Renewable Energy Center


Nevada’s renewable energy expertise stretches to many areas, including:

  • Nevada researchers in the College of Engineering, led by Amy Childress, professor and chair of the Department of Civil and Environmental Engineering, have created novel methods using osmosis and forward osmosis to treat wastewater for potable reuse or for power regeneration. The method not only reduces the footprint of current power regimes, it could also revolutionize how large municipalities in the country effectively optimize their use of water as a power source.
  • The Center for Civil Engineering Earthquake Research is home to some of the nation’s most important large-scale structures laboratory and a unique world-renowned earthquake simulation facility. Using the largest earthquake shake tables in the nation, numerous earthquake simulations on the bi-axial shake tables have helped improve the design and structural stability of large-scale structures throughout the country. The structures group, led by Ian Buckle, is already leading infrastructure and earthquake mitigation research across the nation. Their efforts are complemented by a cadre of talented seismology scientists in the College of Science that specializes in the study of earthquakes.
  • The Western Regional Superpave Center, under the direction of Peter Sabaaly of the Civil and Environmental Engineering Department, is one of the nation’s leaders in promoting the implementation of pavement and asphalt technologies. Researchers have evaluated the tolerance of different paving materials for roads in areas that are prone to extremes in temperature, and provide high-tech, low-cost solutions to paving projects throughout the state and the nation.
  • Kwang Kim, professor and chair of the Department of Mechanical Engineering, has pioneered heat transfer enhancement techniques in condensers for use in geothermal power plants, as well as thermal compression of hydrogen utilizing geothermal energy. Kim’s research is helping close the gap between the possibility and the reality of making geothermal energy less costly and more viable for the nation.
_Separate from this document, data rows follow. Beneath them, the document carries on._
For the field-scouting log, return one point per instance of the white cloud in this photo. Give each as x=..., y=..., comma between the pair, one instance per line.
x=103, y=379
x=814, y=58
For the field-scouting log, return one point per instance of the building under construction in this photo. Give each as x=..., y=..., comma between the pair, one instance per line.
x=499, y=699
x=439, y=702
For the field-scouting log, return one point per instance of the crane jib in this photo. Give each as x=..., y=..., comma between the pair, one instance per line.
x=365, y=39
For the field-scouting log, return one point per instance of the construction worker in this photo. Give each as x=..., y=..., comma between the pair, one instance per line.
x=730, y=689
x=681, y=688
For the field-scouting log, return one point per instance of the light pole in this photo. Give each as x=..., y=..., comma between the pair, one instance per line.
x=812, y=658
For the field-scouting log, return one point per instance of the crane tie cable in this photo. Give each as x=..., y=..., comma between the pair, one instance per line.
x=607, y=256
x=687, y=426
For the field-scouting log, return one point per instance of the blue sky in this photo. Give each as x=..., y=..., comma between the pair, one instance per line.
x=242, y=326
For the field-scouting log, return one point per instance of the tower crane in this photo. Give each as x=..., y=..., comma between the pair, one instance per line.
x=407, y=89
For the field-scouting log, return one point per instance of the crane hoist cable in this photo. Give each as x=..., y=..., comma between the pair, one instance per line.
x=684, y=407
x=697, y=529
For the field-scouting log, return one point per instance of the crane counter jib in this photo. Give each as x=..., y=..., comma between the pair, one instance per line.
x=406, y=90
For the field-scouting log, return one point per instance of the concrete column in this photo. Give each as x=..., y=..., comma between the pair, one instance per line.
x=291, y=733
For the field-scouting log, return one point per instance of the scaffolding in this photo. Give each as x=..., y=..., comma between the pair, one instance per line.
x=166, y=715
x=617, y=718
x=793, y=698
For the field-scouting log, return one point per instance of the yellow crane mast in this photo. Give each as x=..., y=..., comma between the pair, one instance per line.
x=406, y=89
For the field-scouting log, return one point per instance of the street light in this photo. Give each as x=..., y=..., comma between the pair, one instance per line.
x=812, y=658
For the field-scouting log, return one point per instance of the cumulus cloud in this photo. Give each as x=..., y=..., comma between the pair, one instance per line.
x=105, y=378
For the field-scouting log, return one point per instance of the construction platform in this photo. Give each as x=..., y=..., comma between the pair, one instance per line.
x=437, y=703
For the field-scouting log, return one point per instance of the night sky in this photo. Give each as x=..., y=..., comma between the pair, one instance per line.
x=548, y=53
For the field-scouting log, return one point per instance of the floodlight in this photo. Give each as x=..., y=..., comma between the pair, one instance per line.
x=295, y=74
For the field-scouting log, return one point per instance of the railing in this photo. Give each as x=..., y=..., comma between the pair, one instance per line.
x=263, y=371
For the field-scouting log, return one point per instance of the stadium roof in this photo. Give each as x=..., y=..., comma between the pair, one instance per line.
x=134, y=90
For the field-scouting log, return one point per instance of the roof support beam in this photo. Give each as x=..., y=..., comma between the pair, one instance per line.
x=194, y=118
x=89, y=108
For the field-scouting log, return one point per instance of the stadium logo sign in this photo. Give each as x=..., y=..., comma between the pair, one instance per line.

  • At the Great Basin Center for Geothermal Energy, led by Lisa Shevenell, Nevada researchers are collecting and synthesizing key data through GIS technology in an effort to produce favorability maps of the state’s geothermal potential.
  • At the Redfield Renewable Energy Center on the University’s Redfield Campus, classrooms and research space are being utilized in teaching undergraduate and graduate students about renewable energy through the University’s new renewable energy minor.
  • Researchers in the College of Agriculture, Biotechnology and Natural Resources are at the forefront in the next key evolution in biofuels and their use in Nevada. In the laboratory of John Cushman, professor of biochemistry, microalgae has been developed for biodiesel feedstock, as a sequester of carbon dioxide from coal and gas-fired power plants, and as a way to produce biomass, which can be used for heating pellets.
  • In addition to these projects, Nevada researchers continue to work closely with the faculty of its Nevada System of Higher Education partners, the Desert Research Institute (DRI), and the University of Nevada, Las Vegas (UNLV). DRI has national and worldwide expertise in such key areas as hydrology, atmospheric science and renewable energy. Of particular note, DRI’s Renewable Energy Center has ongoing projects focused on wind energy, hydrogen application and bioenergy.